Repeat After Me...
How committed are we to reproducibility in science?
Heather Bean | | Opinion
The institutions funding our research and journals publishing our discoveries make, almost without exception, a seemingly simple request: make your science reproducible. Why? Because we owe it to the taxpayers – who often foot the bill – to make the best possible use of their money, and we owe it to our colleagues to ensure that they can trust our conclusions.
To ensure reproducibility, we perform replicate experiments, report standard deviations and conduct significance testing. We also name the sources of chemical standards, reagents and cell lines, document the instrumentation used and software deployed, detail method parameters and cite the studies central to method development.
This information alone, however, is not enough for one to reproduce a given experiment. Consider the following: you ask your most senior researcher to reproduce the results of a paper they’re submitting for publication, relying only on the methods section (that is, they can’t use the saved method on the instrument software). The result? Disaster! In reality, nobody reports all experimental details, and there are several reasons for this.
Journal articles are restricted regarding their length and formatting. Utilizing supplementary information to provide a more complete overview of methodology has become the workaround of choice; yet, typically this amounts to nothing more than endless lists of parameters in narrative format – hardly easy to interpret, particularly for the non-expert. The ever-growing availability and adoption of black-box methods with hidden default settings that can be difficult to deduce and report is then another issue. Consider a parameter as ubiquitous as a signal-to-noise threshold in a data processing method, which can be calculated in multiple ways, but is rarely described in the software manual.
The rise of interdisciplinary science has introduced more diverse and complex methodologies. The methods outlined in manuscripts for biomarker discovery and validation studies, for example, would include (and may not be limited to): study design, subject recruitment, subject and sample characteristics, sample handling and processing, chromatography, MS, data processing, data post-processing, statistical methods, machine learning, and validation steps. The burden of ensuring that every one of these steps is thoroughly reported ultimately falls on the journal’s reviewers, but – realistically – it’s highly unlikely that the review team will cover all of the necessary expertise.

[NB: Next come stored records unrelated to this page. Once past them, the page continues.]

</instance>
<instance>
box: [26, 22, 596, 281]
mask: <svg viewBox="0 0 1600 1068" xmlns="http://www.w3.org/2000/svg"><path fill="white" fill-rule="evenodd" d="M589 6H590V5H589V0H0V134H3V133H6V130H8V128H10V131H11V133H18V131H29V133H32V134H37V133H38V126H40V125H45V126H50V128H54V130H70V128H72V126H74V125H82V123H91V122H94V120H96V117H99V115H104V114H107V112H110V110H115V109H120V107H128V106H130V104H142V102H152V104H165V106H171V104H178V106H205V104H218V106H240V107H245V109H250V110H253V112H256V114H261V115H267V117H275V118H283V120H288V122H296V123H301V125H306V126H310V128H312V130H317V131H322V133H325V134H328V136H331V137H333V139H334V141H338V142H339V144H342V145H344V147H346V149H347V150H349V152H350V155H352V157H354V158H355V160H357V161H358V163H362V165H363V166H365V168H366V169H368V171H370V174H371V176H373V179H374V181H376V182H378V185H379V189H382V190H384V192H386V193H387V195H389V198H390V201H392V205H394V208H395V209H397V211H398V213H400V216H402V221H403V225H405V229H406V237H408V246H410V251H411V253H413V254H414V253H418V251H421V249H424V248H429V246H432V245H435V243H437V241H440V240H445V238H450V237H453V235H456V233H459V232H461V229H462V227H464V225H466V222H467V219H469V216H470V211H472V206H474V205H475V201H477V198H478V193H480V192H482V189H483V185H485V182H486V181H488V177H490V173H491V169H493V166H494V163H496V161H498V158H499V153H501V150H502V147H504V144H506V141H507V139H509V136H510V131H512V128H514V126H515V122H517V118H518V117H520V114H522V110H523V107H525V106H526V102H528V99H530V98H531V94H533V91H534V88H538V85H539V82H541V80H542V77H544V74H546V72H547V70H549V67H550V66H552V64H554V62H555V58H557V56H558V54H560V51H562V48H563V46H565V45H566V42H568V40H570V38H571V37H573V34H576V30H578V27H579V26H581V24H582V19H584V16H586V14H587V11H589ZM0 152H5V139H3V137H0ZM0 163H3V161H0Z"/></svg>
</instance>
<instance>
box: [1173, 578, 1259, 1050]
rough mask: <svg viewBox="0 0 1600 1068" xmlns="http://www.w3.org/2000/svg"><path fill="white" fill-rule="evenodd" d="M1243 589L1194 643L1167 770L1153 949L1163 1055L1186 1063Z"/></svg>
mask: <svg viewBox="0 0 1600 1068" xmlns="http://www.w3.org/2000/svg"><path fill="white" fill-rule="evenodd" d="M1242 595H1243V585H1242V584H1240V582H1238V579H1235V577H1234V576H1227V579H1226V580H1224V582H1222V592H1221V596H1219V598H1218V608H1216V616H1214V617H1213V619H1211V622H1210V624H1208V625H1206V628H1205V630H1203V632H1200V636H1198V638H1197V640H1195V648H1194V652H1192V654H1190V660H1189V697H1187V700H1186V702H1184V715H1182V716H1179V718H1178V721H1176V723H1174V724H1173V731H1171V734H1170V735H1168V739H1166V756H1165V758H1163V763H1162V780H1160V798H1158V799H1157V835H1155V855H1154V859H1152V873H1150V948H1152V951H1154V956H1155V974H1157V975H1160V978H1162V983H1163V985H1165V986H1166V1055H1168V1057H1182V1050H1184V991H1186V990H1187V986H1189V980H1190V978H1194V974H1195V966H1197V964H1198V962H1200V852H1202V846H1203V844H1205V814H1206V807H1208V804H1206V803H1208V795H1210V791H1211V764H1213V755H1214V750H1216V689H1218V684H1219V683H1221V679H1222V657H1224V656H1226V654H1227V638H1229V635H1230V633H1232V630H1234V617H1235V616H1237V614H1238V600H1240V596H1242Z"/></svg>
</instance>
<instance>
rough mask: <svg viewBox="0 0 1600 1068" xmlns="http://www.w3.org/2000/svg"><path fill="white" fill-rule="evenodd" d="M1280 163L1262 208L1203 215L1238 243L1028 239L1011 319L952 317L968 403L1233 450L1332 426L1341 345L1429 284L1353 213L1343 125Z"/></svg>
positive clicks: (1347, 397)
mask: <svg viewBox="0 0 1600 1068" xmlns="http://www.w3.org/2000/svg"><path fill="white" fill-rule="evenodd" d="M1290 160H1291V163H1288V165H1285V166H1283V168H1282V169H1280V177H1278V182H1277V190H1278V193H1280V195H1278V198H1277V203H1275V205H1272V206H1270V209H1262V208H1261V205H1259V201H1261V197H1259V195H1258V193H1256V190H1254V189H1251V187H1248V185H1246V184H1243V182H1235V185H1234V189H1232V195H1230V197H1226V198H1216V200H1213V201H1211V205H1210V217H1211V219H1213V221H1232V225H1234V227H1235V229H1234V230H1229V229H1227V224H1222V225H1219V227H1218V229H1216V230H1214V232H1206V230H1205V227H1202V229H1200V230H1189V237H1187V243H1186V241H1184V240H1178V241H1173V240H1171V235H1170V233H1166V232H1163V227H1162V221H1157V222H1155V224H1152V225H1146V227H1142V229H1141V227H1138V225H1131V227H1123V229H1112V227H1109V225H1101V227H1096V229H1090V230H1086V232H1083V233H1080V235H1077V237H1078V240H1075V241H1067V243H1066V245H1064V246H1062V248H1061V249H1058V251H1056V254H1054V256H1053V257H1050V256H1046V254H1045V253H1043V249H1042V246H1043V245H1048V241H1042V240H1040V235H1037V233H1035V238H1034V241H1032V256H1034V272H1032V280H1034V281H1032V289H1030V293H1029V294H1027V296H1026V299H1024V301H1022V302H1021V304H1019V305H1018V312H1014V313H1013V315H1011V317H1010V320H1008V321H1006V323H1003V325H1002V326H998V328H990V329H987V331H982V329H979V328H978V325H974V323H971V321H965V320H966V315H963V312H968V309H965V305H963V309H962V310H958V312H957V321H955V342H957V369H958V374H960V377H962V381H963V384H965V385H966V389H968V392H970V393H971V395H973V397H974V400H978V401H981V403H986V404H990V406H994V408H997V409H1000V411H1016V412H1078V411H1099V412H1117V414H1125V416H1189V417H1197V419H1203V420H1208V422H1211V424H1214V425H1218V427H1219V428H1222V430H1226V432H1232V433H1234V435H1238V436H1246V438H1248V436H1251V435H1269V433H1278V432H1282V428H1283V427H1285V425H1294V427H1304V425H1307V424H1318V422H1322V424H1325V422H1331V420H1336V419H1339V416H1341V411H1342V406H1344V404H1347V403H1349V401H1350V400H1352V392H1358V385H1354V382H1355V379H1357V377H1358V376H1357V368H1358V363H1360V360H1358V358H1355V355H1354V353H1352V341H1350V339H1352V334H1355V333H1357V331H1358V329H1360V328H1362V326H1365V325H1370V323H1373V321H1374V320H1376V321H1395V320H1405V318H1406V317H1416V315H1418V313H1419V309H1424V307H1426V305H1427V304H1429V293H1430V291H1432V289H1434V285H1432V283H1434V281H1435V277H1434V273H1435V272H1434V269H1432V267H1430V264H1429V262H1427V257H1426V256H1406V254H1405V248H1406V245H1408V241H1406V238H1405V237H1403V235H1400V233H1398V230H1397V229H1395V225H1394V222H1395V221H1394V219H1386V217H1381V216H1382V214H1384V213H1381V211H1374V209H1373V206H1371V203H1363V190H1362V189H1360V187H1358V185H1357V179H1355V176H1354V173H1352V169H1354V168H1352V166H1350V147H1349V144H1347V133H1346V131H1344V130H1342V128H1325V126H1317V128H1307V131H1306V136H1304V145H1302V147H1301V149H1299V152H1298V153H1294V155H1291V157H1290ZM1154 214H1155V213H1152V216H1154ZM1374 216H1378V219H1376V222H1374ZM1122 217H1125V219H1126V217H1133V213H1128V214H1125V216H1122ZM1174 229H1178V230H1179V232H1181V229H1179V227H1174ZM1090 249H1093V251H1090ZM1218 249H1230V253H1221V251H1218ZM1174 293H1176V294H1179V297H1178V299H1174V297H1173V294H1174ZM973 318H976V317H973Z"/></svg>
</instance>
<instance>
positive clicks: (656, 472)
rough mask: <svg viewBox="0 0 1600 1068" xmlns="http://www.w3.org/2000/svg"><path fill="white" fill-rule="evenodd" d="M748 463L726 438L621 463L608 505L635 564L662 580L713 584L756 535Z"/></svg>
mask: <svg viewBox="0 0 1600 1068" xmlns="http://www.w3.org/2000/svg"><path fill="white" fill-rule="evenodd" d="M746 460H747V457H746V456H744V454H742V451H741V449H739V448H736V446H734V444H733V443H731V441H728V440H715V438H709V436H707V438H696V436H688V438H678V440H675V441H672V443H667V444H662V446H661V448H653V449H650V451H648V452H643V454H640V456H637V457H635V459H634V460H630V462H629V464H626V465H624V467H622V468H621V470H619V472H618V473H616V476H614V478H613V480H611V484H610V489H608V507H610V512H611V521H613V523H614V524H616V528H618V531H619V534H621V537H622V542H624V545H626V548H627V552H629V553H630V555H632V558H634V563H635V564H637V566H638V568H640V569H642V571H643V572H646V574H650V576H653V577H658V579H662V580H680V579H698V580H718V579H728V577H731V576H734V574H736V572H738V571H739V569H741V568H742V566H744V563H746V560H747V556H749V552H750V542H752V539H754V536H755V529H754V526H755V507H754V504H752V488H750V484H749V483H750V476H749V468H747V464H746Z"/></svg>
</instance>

Bench scientists and reviewers alike suffer from poorly reported methods; I myself have had difficulty in citing a standard data processing parameter due to a lack of previous reports, leaving both myself and the requesting reviewer at a loss. Such issues highlight a central question that we must answer moving forwards: how do we ensure that we, as a community, make our experiments truly reproducible?
As authors, tables and lists are our friends. Not every methodological parameter will fit this style, but many will, and for investigators trying to adapt them to their own software platforms, it is much easier to match against these formats. For greater transparency, why not print the methods, scripts and/or code directly out of the software and provide those printouts as supplementary files? This also reduces the probability of errors.
The responsibility is not, however, that of the authors alone. Reviewers must critically appraise the methods sections of submissions and request more detail where they deem an experiment cannot be reproduced from the manuscript content. To this end, publishers themselves must be more specific in their standards for methods sections and should hire staff with the necessary experience to ensure these standards are fit for purpose in our ever-evolving field.
Software manufacturers can also play their part by streamlining the export of method tables in editable and easily interpreted formats. These tables should also include the default parameters not editable by users. The software should track the provenance of raw, processed and post-processed data and generate reports on how data has been integrated, transformed and filtered.
If we want to provide a firm foundation for the researchers of tomorrow to build on, we need to accept that reproducibility is everyone’s responsibility.